Ça va décoiffer ! La santé au travail s'est invitée au coeur de la rentrée sociale et le Premier ministre devrait s'appuyer sur le rapport Lecocq-Dupuis-Forest, remis fin août au gouvernement, pour rédiger la feuille de route qui structurera les futures négociations interprofessionnelles sur le sujet. La mission Lecocq, menée en proximité avec l'exécutif, formule 16 propositions articulées autour d'un véritable chamboule-tout de l'organisation de la prévention des risques professionnels. Parmi celles-ci, la création d'établissements régionaux regroupant les services de santé au travail (SST) et les institutions locales de prévention devrait remodeler fondamentalement le paysage. Mais aussi les métiers et les pratiques professionnelles. Excusez du peu. L'objectif annoncé est clair : constituer un "guichet unique" garantissant une offre de services en prévention pour aider les entreprises à mieux gérer les risques.

Si les principaux acteurs de la santé au travail sont partagés quant à cette évolution, on notera que l'idée d'un "guichet unique" est plutôt bien accueillie. Cela s'explique par la situation préoccupante des risques professionnels en France et l'incapacité du système actuel à y remédier, soulignées de façon quasi unanime par de récents rapports. Ainsi, nombre de médecins du travail considèrent qu'il est urgent de sortir les SST de la seule gestion patronale. Sans doute. Mais ils pourraient bien être froidement douchés. En effet, le médecin du travail peut difficilement s'inscrire dans une logique de services au seul bénéfice des entreprises, alors qu'il se doit d'agir dans l'intérêt exclusif de la santé des travailleurs, de conseiller le salarié et les représentants du personnel. Or la rédaction du rapport Lecocq est à ce propos ambiguë. Certains observateurs redoutent un cantonnement du médecin du travail au cabinet médical, sans observation des postes de travail et sans intervention sur la prévention primaire. Les rapporteurs se défendent de cette perspective, mais c'est un point qu'il faudra surveiller de près. Car si la médecine du travail venait à être amputée du travail, c'en serait fini de sa capacité de surveillance des effets délétères de celui-ci. Elle ne pourrait plus jouer, en toute indépendance, son rôle de sentinelle et de lanceuse d'alerte.

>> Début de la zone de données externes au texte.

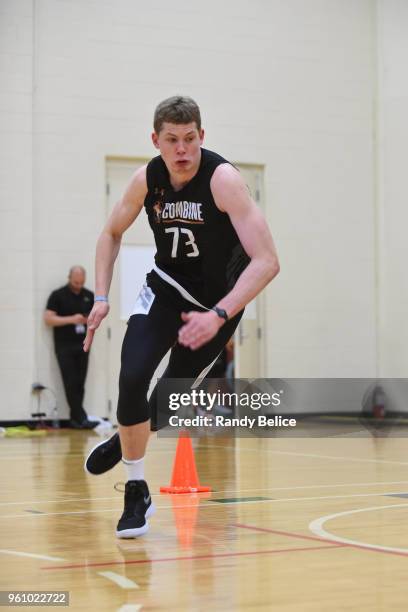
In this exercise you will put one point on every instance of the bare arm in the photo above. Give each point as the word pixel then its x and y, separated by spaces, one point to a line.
pixel 52 319
pixel 232 197
pixel 108 245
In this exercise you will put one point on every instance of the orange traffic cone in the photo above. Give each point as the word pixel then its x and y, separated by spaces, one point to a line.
pixel 185 511
pixel 184 478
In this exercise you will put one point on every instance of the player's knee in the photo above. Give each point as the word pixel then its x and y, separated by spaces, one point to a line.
pixel 132 415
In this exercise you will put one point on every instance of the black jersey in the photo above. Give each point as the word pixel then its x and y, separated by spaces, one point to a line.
pixel 197 245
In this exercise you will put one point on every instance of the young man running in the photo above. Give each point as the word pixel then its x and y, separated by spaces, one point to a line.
pixel 214 255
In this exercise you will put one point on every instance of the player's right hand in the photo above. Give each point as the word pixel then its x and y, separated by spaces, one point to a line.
pixel 97 314
pixel 78 319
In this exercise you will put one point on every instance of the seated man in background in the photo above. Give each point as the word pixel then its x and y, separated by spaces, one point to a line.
pixel 67 312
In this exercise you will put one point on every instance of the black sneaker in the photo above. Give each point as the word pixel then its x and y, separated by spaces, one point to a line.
pixel 104 456
pixel 138 507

Autre sujet d'interrogation : le rapport préconise d'alléger les obligations réglementaires plutôt que d'en ajouter, d'inciter plutôt que de contraindre, d'offrir un service plutôt que d'imposer des mesures, de négocier plutôt que de réglementer. Une philosophie qui s'inscrit dans la volonté clairement affichée de la ministre du Travail d'envoyer des signaux pro-business aux entreprises. Sauf que, dans le domaine de la santé au travail, les entreprises sont loin d'être spontanément vertueuses. Les pouvoirs publics ont beaucoup misé sur le dialogue social pour lutter contre l'épidémie de risques psychosociaux, ou encore pour renforcer le maintien dans l'emploi des salariés vieillissants, malades ou handicapés. Le bilan est décevant. L'histoire sociale montre que la prévention des risques professionnels reste un combat. Sans véritable contrainte et sans obligation de résultat, l'écueil est d'en rester à des mesures d'affichage.